Over $20, should you consider canceling Amazon Prime? The shallow answer is pretty simple. Did you order roughly one item every month from Amazon last year, and are you pretty dead set against waiting a week or so for the things you buy? If so, then prime is worth $100 to you, even if you don’t stream video. Lifehacker.com has a great breakdown of all the permutations regarding shipping costs, but you’ll pay at least $5-$10 for most items, unless you always order over $35 and select super-slow shipping. So at 10-15 orders per year, Prime pencils out for you.
Any less than once a month and you are probably wasting your money, unless you watch enough Amazon Instant Video that you can consider canceling your Netflix subscription. Netflix still has better selection, but Amazon Instant is no slouch (And I *love* the Ken Burns Jazz series, not to mention Baseball).
So, simple right? Not so fast. The dirty little secret of Prime is that it has an almost magical impact on Amazon shoppers, who spend a heck of a lot more on the site once they sign up. Amazon is famously tight-lipped about company vitals, but outsiders (Consumer Intelligence Research Partners) have calculated that prime members spend more than twice as much every year ($1,224) as non-Prime customers ($505). One consumer blogged about joining Amazon Prime and found her shopping at the site increased three-fold.
Naturally, this doesn’t necessarily mean these shoppers are spending more overall. They might simply be shifting purchases due to the lack of “friction” from shipping costs, a perfectly rational (and budget-friendly) choice. But that line of thinking is incomplete. Plenty of behavioral studies show consumers spend more when there’s less friction — that’s why you spend more when using credit cards then cash, and why you don’t get quite as upset about toll road increases now that you pay with EZPass. So it’s more than likely you prime members buy more than you would otherwise, meaning prime will cost you a heck of a lot more than $99 annually. Maybe hundreds more.

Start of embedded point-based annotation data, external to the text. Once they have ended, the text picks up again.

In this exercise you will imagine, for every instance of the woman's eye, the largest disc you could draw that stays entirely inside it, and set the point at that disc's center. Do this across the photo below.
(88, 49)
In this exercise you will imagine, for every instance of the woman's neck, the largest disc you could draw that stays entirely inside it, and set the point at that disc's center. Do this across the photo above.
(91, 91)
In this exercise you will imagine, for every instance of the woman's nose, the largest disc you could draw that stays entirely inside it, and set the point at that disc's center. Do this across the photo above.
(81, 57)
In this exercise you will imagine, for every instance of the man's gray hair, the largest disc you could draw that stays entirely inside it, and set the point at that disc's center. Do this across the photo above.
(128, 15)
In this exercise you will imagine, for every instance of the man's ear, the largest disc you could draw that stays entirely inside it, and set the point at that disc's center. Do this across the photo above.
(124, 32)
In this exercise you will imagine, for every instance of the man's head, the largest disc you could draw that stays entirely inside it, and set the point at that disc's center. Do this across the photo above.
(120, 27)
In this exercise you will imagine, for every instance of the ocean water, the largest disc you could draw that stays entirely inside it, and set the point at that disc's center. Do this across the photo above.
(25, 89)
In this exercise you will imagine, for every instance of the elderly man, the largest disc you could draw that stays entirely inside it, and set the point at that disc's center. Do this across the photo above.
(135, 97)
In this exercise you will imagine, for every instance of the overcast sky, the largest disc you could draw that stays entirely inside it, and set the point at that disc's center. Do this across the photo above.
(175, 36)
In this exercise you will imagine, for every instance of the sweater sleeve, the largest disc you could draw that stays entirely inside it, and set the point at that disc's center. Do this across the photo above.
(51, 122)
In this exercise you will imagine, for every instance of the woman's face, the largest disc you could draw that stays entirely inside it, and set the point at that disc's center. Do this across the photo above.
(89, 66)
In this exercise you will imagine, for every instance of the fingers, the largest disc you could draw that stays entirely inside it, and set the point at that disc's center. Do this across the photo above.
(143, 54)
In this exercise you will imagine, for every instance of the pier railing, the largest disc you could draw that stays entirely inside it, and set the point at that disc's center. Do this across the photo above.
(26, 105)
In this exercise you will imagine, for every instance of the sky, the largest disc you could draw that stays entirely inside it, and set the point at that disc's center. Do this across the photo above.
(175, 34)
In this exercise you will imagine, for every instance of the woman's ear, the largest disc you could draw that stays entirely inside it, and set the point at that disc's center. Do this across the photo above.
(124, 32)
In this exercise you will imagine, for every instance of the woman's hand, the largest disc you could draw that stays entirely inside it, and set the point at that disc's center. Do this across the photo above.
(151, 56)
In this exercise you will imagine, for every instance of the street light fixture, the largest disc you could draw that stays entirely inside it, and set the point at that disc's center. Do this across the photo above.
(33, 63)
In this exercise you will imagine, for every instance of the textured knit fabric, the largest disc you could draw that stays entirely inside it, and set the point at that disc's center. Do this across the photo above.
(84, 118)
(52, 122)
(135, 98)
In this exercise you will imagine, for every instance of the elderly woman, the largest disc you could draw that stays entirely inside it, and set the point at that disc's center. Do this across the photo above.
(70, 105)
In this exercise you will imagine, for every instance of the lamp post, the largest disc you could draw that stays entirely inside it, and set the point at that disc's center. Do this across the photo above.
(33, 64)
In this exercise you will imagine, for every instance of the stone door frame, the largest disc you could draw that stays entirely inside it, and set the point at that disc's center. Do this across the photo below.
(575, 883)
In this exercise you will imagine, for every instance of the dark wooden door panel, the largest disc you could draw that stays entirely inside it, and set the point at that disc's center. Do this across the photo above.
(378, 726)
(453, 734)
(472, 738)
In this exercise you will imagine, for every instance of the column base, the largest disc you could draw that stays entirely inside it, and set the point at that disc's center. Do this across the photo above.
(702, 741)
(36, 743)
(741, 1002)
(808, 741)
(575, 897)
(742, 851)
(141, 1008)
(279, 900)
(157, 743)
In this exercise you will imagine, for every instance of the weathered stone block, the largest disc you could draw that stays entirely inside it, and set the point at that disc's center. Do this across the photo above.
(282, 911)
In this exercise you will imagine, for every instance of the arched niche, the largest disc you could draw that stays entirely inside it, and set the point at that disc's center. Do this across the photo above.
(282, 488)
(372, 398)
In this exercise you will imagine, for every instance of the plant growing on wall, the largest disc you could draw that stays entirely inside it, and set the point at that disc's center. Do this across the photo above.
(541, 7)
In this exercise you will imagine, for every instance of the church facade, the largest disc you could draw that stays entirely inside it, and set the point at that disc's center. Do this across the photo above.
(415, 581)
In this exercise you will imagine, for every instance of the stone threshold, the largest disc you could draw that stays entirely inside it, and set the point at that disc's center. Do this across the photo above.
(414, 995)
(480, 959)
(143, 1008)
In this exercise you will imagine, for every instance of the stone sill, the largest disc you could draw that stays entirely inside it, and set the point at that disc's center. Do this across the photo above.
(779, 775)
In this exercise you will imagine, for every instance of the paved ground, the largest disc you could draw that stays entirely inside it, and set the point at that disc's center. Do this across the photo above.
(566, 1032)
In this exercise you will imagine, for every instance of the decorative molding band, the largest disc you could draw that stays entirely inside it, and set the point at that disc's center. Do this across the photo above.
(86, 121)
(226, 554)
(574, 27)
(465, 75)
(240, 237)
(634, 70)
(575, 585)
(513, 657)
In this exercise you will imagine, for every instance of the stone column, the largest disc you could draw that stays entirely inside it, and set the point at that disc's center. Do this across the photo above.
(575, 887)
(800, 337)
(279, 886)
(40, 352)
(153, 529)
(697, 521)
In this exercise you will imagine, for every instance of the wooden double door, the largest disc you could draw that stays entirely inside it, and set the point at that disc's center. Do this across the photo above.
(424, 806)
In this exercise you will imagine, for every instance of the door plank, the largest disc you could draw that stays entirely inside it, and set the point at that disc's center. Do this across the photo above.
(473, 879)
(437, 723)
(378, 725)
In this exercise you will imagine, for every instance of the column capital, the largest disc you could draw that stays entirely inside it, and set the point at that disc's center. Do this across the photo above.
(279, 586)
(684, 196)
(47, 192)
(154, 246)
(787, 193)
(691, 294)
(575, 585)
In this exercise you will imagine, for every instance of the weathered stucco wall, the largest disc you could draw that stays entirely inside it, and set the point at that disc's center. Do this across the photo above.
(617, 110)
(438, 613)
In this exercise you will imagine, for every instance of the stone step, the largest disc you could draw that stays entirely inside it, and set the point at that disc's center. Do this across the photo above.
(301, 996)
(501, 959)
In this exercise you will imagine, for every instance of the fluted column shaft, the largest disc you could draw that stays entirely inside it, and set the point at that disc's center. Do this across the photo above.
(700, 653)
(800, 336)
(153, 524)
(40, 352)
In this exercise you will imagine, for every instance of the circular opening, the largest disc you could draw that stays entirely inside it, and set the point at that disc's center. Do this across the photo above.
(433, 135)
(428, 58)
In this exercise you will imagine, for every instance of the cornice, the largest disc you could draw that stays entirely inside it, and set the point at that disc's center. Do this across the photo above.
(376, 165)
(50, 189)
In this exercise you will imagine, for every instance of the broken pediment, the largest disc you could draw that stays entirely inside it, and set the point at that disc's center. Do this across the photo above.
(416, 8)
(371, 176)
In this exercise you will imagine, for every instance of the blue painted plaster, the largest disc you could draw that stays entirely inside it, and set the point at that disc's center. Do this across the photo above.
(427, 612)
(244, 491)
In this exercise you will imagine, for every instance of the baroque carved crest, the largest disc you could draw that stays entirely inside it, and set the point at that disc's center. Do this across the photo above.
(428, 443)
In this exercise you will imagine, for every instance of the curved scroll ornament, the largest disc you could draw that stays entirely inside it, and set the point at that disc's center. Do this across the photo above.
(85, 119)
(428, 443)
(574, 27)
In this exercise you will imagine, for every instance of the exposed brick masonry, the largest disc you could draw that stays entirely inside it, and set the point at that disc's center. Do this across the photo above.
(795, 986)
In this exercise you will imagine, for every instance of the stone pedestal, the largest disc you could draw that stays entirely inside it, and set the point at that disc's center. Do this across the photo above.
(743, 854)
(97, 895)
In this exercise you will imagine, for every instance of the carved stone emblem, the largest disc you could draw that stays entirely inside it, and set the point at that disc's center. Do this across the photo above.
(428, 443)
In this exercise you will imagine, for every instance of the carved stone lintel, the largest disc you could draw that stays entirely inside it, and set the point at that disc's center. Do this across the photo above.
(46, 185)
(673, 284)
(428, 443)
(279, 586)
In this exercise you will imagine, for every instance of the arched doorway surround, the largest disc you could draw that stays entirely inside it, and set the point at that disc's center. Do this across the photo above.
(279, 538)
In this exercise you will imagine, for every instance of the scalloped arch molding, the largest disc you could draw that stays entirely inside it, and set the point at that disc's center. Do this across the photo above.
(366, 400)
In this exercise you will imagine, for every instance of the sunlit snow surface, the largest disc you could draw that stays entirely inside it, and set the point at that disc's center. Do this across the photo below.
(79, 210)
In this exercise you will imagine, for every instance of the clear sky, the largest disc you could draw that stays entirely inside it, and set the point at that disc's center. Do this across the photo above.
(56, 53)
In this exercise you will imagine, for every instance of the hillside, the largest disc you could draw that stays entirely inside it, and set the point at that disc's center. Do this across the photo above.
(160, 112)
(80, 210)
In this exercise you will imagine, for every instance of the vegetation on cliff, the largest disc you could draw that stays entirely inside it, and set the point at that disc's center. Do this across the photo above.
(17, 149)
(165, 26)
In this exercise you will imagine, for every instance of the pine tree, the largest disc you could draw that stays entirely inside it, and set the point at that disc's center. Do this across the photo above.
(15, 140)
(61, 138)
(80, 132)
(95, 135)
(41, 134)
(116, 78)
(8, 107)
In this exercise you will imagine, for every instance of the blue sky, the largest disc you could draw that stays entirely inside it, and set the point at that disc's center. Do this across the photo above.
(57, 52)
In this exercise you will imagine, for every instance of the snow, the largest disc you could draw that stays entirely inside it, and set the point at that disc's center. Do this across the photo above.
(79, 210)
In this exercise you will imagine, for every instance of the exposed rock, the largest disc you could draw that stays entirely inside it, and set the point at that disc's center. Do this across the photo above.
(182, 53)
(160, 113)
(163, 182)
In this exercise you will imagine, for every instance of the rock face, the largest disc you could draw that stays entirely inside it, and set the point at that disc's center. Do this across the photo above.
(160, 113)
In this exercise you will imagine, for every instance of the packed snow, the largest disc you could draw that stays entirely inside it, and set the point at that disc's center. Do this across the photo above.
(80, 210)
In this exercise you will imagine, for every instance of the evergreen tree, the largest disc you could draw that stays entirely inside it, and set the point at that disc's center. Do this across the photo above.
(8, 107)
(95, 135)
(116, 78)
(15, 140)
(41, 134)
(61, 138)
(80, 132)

Then there’s this pesky issue, which keeps coming up. Two lawsuits accuse Amazon and its partners of raising prices for Prime members. I will not speak to the validity of those lawsuits, but in general, it seems certain that shoppers hooked on prime stop shopping around for items, and fall into the habit of simply buying from their favorite online retailer. That makes them an easy target for higher prices in general. Don’t forget, Amazon pioneering dynamic pricing — charging some customers higher prices than others. Prime customers are certainly a prime target for this, if not now, then in the future.
Hey, Amazon has to make money somehow.